Selain meningkatkan suplai listrik dari energi terbarukan, I Wayan Koster menilai pemasangan PLTS Atap dapat menggenjot pariwisata di Pulau Dewata. "Hanya saja, masih ada sedikit ganjalan dari PLN karena membatasi pemasangan maksimum 15%," kata I Wayan Koster saat menjadi pembicara dalam diskusi daring bertajuk Pembaruan Kebijakan Energi Nasional dan Rencana Umum Energi Nasional serta Tantangan Menuju Net Zero Emission 2060 pada Kamis (20/10).
Hingga saat ini sudah ada dua PLTS eksisting di Bali dengan total kapasitas 2 Mega Watt (MW) yang berlokasi di Kubu, Kabupaten Karangasem dengan kapasitas 1 MW dan PLTS Banglet di Kecamatan Bangli.
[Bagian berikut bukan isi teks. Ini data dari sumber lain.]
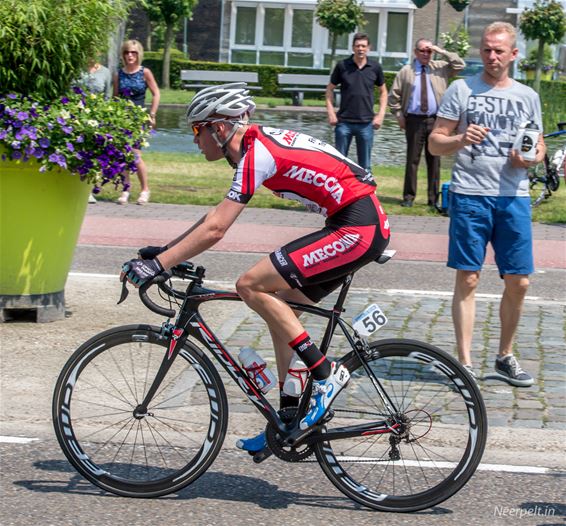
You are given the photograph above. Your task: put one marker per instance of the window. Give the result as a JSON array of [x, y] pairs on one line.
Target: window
[[341, 41], [274, 26], [245, 26], [372, 29], [397, 27], [302, 28], [241, 56]]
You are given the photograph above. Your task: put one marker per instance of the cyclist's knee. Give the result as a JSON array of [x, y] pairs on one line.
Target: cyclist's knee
[[246, 285]]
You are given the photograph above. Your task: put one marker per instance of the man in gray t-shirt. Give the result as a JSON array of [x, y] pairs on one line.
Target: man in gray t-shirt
[[478, 121]]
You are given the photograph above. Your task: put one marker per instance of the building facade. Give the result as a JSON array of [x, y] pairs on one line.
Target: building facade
[[286, 32]]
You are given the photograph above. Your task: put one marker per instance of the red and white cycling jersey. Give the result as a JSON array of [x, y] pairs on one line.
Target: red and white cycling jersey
[[299, 167]]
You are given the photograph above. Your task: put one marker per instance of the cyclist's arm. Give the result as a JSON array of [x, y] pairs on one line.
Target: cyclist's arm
[[202, 235]]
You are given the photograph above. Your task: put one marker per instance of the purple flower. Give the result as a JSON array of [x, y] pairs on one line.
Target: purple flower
[[59, 159]]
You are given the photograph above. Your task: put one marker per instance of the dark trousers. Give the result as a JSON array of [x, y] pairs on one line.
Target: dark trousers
[[417, 130]]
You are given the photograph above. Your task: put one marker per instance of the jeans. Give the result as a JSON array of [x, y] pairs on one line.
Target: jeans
[[363, 132]]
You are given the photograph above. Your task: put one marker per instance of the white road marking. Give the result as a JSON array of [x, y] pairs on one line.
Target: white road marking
[[16, 440], [499, 468], [502, 468]]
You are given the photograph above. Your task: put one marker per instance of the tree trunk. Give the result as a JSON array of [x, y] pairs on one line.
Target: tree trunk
[[540, 59], [169, 36]]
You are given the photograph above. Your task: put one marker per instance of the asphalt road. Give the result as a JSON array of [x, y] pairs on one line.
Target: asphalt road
[[39, 488]]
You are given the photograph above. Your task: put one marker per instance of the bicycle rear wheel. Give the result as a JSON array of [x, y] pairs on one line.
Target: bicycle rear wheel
[[439, 445], [139, 455]]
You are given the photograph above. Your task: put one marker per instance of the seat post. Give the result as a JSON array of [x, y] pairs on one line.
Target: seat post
[[338, 308]]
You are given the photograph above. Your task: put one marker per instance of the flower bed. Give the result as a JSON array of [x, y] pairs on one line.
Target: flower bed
[[83, 133]]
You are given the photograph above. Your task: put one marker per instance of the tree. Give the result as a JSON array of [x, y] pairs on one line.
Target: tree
[[546, 23], [170, 13], [339, 17]]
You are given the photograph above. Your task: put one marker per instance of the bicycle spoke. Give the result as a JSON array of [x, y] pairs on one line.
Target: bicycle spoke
[[131, 452]]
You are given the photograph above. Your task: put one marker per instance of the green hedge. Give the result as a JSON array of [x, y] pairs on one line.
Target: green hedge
[[267, 74]]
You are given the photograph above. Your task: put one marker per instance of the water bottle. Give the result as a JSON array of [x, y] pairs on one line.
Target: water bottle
[[526, 141], [296, 378], [257, 369]]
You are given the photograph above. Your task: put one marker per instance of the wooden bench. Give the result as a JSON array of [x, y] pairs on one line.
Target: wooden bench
[[198, 78], [299, 84]]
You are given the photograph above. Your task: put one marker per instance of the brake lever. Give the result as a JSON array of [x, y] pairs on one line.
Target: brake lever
[[125, 290]]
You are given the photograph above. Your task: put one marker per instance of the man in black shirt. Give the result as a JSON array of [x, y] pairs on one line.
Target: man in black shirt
[[357, 76]]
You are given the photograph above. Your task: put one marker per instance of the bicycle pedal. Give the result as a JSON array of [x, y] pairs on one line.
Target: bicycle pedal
[[262, 455], [327, 417]]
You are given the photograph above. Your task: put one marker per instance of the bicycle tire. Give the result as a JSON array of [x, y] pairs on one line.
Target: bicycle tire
[[446, 425], [149, 456]]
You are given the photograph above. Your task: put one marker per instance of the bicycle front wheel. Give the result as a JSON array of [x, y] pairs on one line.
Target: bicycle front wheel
[[436, 449], [109, 442]]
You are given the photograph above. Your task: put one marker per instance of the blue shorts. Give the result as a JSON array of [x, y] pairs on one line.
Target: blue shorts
[[476, 220]]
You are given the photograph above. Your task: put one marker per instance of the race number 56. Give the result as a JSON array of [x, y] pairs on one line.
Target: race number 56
[[370, 320]]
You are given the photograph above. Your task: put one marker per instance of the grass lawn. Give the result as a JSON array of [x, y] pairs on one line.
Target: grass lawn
[[190, 179]]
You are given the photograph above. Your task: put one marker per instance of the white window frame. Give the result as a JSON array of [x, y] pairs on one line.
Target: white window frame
[[319, 38]]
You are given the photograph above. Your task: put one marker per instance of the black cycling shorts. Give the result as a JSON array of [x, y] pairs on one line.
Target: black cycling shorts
[[316, 264]]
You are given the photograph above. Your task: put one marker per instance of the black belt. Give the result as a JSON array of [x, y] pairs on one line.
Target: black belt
[[420, 116]]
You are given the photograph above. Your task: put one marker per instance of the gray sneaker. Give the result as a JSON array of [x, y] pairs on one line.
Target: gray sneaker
[[508, 369]]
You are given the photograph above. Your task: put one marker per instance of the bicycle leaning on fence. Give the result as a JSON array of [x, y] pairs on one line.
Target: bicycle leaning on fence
[[141, 411], [547, 174]]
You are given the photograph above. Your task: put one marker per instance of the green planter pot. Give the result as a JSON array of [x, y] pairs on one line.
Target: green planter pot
[[40, 217]]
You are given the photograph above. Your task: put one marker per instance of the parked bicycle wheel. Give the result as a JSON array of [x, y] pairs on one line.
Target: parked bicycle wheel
[[439, 445], [130, 454]]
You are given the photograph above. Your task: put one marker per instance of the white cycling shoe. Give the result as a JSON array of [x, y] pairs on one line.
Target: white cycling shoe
[[323, 393]]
Pada tahun ini, Pemda Bali menargetkan operasi komersial atau Commercial Operation Date (COD) pada PLTS Nusa Penida berkapasitas 3,5 Giga Watt (GW) yang berlokasi di Kabupaten Klungkung.
"Kami harus jujur menyampaikannya, pasti PLN akan menghadapi suatu kendala yang berkaitan dengan rencana bisnisnya karena infrastruktur yang dibangun selama ini mendukung energi fosil," ujar dia.
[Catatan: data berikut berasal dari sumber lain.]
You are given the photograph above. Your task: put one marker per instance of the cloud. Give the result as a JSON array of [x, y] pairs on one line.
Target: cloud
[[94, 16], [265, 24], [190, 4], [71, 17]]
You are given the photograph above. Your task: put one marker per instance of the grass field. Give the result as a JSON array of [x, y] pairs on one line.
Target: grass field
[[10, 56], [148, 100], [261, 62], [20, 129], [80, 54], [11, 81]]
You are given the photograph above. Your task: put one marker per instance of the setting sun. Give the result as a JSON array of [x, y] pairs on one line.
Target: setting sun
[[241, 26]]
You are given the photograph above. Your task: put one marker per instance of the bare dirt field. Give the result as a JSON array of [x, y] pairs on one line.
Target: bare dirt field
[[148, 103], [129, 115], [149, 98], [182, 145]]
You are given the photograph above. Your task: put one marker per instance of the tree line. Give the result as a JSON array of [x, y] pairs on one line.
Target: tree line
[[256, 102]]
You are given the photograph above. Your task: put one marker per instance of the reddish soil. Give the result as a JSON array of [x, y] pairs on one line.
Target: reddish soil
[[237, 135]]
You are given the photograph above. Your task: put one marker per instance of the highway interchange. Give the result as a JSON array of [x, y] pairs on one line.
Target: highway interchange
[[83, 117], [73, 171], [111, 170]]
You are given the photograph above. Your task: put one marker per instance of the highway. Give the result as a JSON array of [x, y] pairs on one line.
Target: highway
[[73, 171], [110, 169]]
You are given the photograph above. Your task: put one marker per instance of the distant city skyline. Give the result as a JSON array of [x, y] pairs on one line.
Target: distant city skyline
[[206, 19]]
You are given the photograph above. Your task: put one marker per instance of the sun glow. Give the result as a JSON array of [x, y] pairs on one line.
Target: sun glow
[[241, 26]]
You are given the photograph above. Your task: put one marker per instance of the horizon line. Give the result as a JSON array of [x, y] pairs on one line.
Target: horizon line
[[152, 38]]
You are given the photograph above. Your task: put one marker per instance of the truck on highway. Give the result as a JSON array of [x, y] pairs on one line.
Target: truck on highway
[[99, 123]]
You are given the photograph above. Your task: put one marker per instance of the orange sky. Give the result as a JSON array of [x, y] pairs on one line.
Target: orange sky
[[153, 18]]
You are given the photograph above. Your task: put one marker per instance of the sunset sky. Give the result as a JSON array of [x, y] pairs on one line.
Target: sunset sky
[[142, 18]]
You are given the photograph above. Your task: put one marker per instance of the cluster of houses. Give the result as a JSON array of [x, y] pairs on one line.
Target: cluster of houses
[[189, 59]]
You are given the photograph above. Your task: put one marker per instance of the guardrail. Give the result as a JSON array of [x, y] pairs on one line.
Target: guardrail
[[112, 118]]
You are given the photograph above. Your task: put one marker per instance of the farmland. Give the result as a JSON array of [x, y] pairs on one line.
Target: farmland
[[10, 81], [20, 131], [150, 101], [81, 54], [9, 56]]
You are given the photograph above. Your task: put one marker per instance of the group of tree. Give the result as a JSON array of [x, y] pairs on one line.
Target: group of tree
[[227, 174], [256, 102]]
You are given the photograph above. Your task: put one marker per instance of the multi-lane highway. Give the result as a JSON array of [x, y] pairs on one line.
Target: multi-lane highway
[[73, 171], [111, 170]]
Tahun depan, Pemda Bali akan menggencarkan pemasangan PLTS di 44 SPBU yang tersebar di sembilan kabupaten dan kota dengan rata-rata pemasangan 3 kilowatts peak (kWp). Selanjutnya juga ada pemasangan PLTS Atap dan terapung di Waduk Muara yang akan COD pada bulan ini.
"Kami pasang tapi PLN enggak mau beli. Kalau sekarang diganti dengan energi EBT memang itu akan mengganggu internalnya PLN dari segi bisnisnya, saya kira ini yang menjadi hambatan utama di Bali," ujar I Wayan Koster.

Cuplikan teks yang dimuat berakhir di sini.